Davis v. Mann, 377 U.S. 678 (1964), was a United States Supreme Court which was one of a series of cases decided in 1964 that ruled that state legislature districts had to be roughly equal in population.

David J. Mays and Robert McIlwaine advocated on behalf of the Commonwealth of Virginia; Edmund D. Campbell and Henry E. Howell Jr. advocated on behalf of the plaintiff Northern Virginia legislators. The Supreme Court issued the opinion in this case along with Reynolds v. Sims and cites that the opinion.

== Background ==
Voters from Arlington County and Fairfax County, Virginia represented by Edmund D. Campbell challenged the apportionment of the Virginia General Assembly. Voters from Norfolk, Virginia represented by Henry E. Howell Jr. were permitted to intervene as plaintiffs. On appeal, the United States (represented by Solicitor General Archibald Cox) intervened as amicus curiae to support the appellees.

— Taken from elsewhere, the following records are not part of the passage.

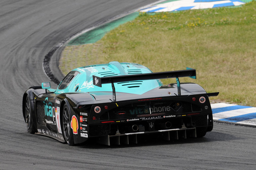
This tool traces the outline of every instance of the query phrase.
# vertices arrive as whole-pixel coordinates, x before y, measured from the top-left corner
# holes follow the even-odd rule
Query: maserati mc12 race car
[[[89,139],[108,145],[137,143],[138,137],[150,134],[168,140],[203,137],[213,126],[208,97],[218,92],[180,83],[183,77],[195,79],[195,70],[152,73],[117,62],[79,67],[57,89],[47,82],[27,90],[24,119],[30,133],[70,145]],[[164,85],[159,80],[171,78],[177,83]]]

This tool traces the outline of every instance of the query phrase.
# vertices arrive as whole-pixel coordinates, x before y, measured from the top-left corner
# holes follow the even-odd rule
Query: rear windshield
[[[63,79],[58,88],[60,90],[62,90],[67,88],[72,80],[78,74],[78,72],[75,71],[72,71],[68,73]]]

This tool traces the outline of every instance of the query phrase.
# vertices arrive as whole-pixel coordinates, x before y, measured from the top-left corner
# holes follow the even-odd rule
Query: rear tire
[[[69,111],[67,105],[65,103],[63,106],[62,114],[63,135],[65,140],[68,144],[73,145],[74,144],[72,130],[71,127],[71,120]]]
[[[33,124],[30,101],[28,96],[27,96],[25,103],[25,120],[27,124],[28,132],[31,134],[34,134],[37,131]]]

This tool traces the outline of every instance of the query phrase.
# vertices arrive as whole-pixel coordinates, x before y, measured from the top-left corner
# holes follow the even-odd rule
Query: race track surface
[[[154,1],[0,1],[0,169],[255,169],[256,128],[250,127],[214,123],[200,139],[110,147],[71,146],[27,132],[23,93],[49,81],[42,63],[51,49],[85,29]]]

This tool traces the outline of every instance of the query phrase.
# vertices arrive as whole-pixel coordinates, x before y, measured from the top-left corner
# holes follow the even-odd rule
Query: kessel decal
[[[73,133],[75,135],[77,135],[77,130],[78,130],[78,123],[77,119],[75,116],[73,115],[71,119],[71,128],[73,130]]]

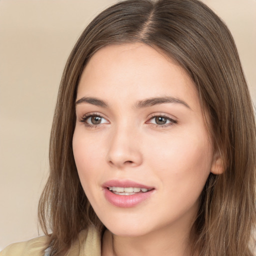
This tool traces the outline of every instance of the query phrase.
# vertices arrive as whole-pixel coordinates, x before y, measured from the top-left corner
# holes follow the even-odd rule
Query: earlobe
[[[219,175],[224,172],[224,164],[223,160],[220,154],[215,154],[212,160],[210,172],[212,174]]]

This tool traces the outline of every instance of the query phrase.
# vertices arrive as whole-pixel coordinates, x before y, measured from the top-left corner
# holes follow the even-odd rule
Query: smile
[[[120,186],[110,186],[108,188],[114,194],[120,196],[130,196],[142,192],[148,192],[150,190],[144,188],[121,188]]]
[[[103,185],[106,200],[118,208],[134,207],[146,201],[154,194],[154,188],[130,180],[110,180]]]

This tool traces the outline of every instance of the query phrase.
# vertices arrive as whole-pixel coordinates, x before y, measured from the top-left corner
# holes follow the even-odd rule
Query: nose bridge
[[[116,125],[110,140],[107,161],[112,166],[122,168],[142,164],[142,154],[140,148],[139,132],[128,122]]]

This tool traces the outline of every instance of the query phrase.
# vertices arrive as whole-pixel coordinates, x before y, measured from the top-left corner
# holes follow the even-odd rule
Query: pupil
[[[166,122],[166,118],[162,116],[158,116],[156,118],[156,122],[158,124],[164,124]]]
[[[100,124],[100,122],[102,121],[102,118],[100,116],[93,116],[92,118],[92,122],[94,124]]]

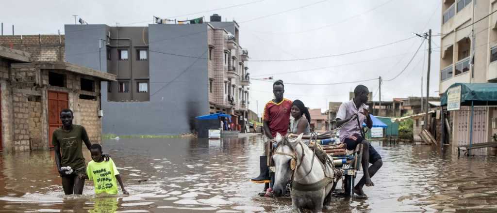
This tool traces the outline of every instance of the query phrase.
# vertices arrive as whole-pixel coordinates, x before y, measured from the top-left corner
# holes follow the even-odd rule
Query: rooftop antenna
[[[74,24],[76,24],[76,17],[78,17],[78,15],[73,15],[74,16]]]

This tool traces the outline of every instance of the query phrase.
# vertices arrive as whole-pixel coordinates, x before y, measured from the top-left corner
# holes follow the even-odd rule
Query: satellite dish
[[[80,21],[79,21],[79,22],[80,22],[80,23],[81,24],[88,24],[88,23],[86,23],[86,21],[84,21],[84,20],[83,20],[83,19],[82,19],[81,18],[80,18]]]

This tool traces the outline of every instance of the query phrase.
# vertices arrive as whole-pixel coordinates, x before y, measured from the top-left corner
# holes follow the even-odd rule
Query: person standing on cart
[[[336,113],[337,126],[350,121],[340,129],[340,141],[347,145],[348,150],[355,150],[358,144],[363,145],[361,164],[364,175],[353,189],[354,193],[362,196],[366,195],[362,190],[364,185],[366,186],[374,186],[371,178],[383,164],[381,156],[364,138],[362,132],[363,122],[366,123],[366,126],[370,129],[373,126],[373,121],[369,116],[368,107],[366,105],[369,93],[369,90],[365,86],[357,86],[354,90],[354,98],[349,101],[342,103]],[[351,121],[352,119],[355,120],[356,116],[359,122]],[[369,166],[369,163],[372,165]]]
[[[264,107],[262,115],[263,120],[263,132],[269,140],[264,144],[264,151],[262,156],[259,157],[259,166],[260,174],[257,177],[252,178],[250,181],[256,183],[264,183],[264,190],[259,193],[259,195],[264,196],[267,189],[269,188],[270,177],[269,168],[267,165],[267,147],[273,146],[272,139],[279,133],[285,135],[288,132],[290,124],[290,114],[292,108],[292,101],[283,98],[285,86],[283,81],[278,80],[273,84],[273,94],[274,99],[270,101]]]

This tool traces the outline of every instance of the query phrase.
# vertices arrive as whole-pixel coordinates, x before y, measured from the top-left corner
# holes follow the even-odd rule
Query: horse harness
[[[298,142],[298,144],[300,145],[300,147],[302,150],[302,156],[300,158],[300,163],[297,165],[298,158],[297,158],[297,152],[295,151],[295,149],[294,149],[293,147],[286,144],[287,143],[288,143],[288,142],[286,141],[286,139],[284,138],[283,140],[278,143],[276,146],[276,148],[274,149],[274,151],[276,151],[278,150],[278,148],[279,148],[280,146],[287,145],[292,150],[292,152],[293,153],[293,154],[290,154],[283,152],[275,152],[273,155],[282,155],[289,156],[292,158],[292,159],[290,161],[290,168],[292,170],[292,177],[291,179],[291,180],[292,180],[291,186],[292,189],[294,189],[297,191],[304,191],[304,192],[317,191],[318,190],[319,190],[320,189],[324,187],[327,185],[328,185],[330,183],[333,182],[334,180],[334,177],[328,177],[328,175],[327,175],[326,169],[325,167],[325,165],[324,165],[323,163],[321,163],[321,167],[323,168],[323,173],[324,173],[325,174],[325,177],[324,178],[323,178],[319,181],[310,184],[303,184],[299,183],[299,181],[303,180],[304,178],[307,177],[307,176],[311,173],[311,172],[312,171],[312,169],[314,165],[314,158],[316,157],[315,149],[313,151],[313,158],[312,160],[311,160],[311,169],[309,169],[309,171],[305,175],[304,175],[304,176],[300,180],[294,180],[294,178],[295,178],[295,171],[298,170],[299,169],[299,168],[300,168],[300,166],[302,165],[303,160],[304,160],[304,158],[305,157],[305,153],[304,150],[304,145],[302,145],[302,142],[300,141]],[[328,162],[329,163],[329,159],[328,158],[327,159],[328,159],[327,161],[329,161]],[[335,168],[334,166],[332,165],[332,162],[331,163],[332,163],[331,164],[331,167],[333,170],[334,171],[333,174],[334,175],[336,174],[336,172],[334,172]]]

Under the 1962 redistricting statute, in order to keep counties and cities wholly in a district, there were wide disparities in the population of Senate and House of Delegates districts. Arlington County, for example (where Campbell and plaintiff legislators Harrison Mann and Kathryn Stone lived), was apportioned one senator for its 163,401 persons, only 0.61 of the representation to which it would be entitled on a strict population basis, while the smallest senatorial district, with respect to population, had only 61,730, and the next smallest 63,703. The District Court found "that the maximum population-variance ratio between the most populous and least populous senatorial districts is 2.65-to-1. Under the 1962 senatorial apportionment, applying 1960 population figures, approximately 41.1% of the State's total population reside in districts electing a majority of the members of that body."

== Opinion of the Court ==
Having already overturned its ruling that redistricting was a purely political question in Baker v. Carr, 369 U.S. 186 (1962), the Court went further in order to correct what seemed to it to be egregious examples of malapportionment which were serious enough to undermine the premises underlying republican government. Before Reynolds, urban counties and cities, like those in which the plaintiffs resided, were often drastically underrepresented in state legislatures. This was presented as one of the defenses of the Commonwealth, but the Court rejected this defense, saying "Not only does this explanation lack legal merit, but it also fails to conform to the facts. Some Virginia urban areas, such as Richmond, by comparison with Arlington, Fairfax and Norfolk, appear to be quite adequately represented in the General Assembly."

The Virginia case also presented a different argument regarding the presence of large numbers of military personnel in the affected city and counties. However, the court reject appellants' argument dismissing it as a post-hoc explanation, saying there was no evidence that the legislature considered military personnel in drawing the 1962 districts.

Justice Potter Stewart issued a concurrence, in which he argued that wide disparities in population could be constitutional if the Commonwealth could articulate non-discriminatory reasons, but held that the Commonwealth could advance "no rational basis for the disfavoring of Arlington, Fairfax and Norfolk."

Justice John Marshall Harlan II reiterated and adopted his dissent in Reynolds v. Sims.

== Subsequent developments ==
The Commonwealth of Virginia redrew its legislative districts so that they were equipopulous, based on the 1960 decennial census data, in time for the 1967 elections.